On Friday, Manchester City were hit with a two-year ban from European football for breaching UEFA’s Financial Fair Play regulations. Here, theScore explains what these rules are, what City allegedly did, and what happens next.
What is Financial Fair Play?
UEFA succinctly describes Financial Fair Play (FFP) as a means to prove European clubs “have paid their bills.” These include paying outstanding transfer installments, compensating players, and covering taxes.
After the 2011 inception of FFP, further restrictions were added which were designed to prevent clubs from falling into debt. The independent Club Financial Control Body (CFCB) studies financial figures each season to ensure clubs don’t greatly overspend their revenue over a three-year period.
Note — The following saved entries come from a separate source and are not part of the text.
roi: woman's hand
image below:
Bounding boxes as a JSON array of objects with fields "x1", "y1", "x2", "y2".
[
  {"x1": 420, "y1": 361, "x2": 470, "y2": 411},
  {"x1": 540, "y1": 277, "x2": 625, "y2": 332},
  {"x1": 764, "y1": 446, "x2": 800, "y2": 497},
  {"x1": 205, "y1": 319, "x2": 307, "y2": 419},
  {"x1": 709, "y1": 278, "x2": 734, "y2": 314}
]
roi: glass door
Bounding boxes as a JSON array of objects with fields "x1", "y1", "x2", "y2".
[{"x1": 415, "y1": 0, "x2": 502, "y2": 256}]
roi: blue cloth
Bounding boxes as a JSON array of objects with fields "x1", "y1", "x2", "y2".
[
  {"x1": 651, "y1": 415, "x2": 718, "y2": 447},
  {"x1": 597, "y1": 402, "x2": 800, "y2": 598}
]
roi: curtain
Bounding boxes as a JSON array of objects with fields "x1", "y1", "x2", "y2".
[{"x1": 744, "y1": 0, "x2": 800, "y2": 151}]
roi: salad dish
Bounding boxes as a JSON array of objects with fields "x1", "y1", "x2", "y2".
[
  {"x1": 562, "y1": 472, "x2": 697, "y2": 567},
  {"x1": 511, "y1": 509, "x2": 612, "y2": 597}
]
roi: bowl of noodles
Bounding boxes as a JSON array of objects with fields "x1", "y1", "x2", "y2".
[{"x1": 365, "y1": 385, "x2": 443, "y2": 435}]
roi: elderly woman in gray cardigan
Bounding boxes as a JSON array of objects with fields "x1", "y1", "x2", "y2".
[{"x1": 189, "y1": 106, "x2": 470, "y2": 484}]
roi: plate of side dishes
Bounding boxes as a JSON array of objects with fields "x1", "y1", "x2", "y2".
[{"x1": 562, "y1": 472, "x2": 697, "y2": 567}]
Punishments for breaching FFP have ranged from warnings to disqualification from UEFA tournaments. UEFA also threatens the “withdrawal of a title or award” but has yet to impose this sanction.
An important aspect of FFP which eventually scuppered Manchester City was its restrictions on how much an owner can put into a club to cover losses.
How did Manchester City get found out?
German magazine Der Spiegel published emails and documents in November 2018 which indicated there was financial misconduct happening behind the scenes at the Etihad Stadium. The records dated back to 2014.
City refuted the evidence and denounced the materials as “leaked or stolen,” but Der Spiegel’s exclusive coverage sparked UEFA’s probe into the club’s finances. The formal investigation began in March 2019.
Which rules did Manchester City breach?
The back-to-back Premier League champions were judged to have falsely inflated their sponsorship revenues to disguise the fact Sheikh Mansour bin Zayed Al Nahyan, City’s owner and an Emirati royal, was providing most of that income.
Figures from the leaked emails suggest City’s main sponsor Etihad Airways funded just £8 million in 2015-16, while the other £57 million to £59.5 million filed as sponsorship revenue actually came from Sheikh Mansour’s Abu Dhabi United Group, the private equity firm which owns the Premier League outfit.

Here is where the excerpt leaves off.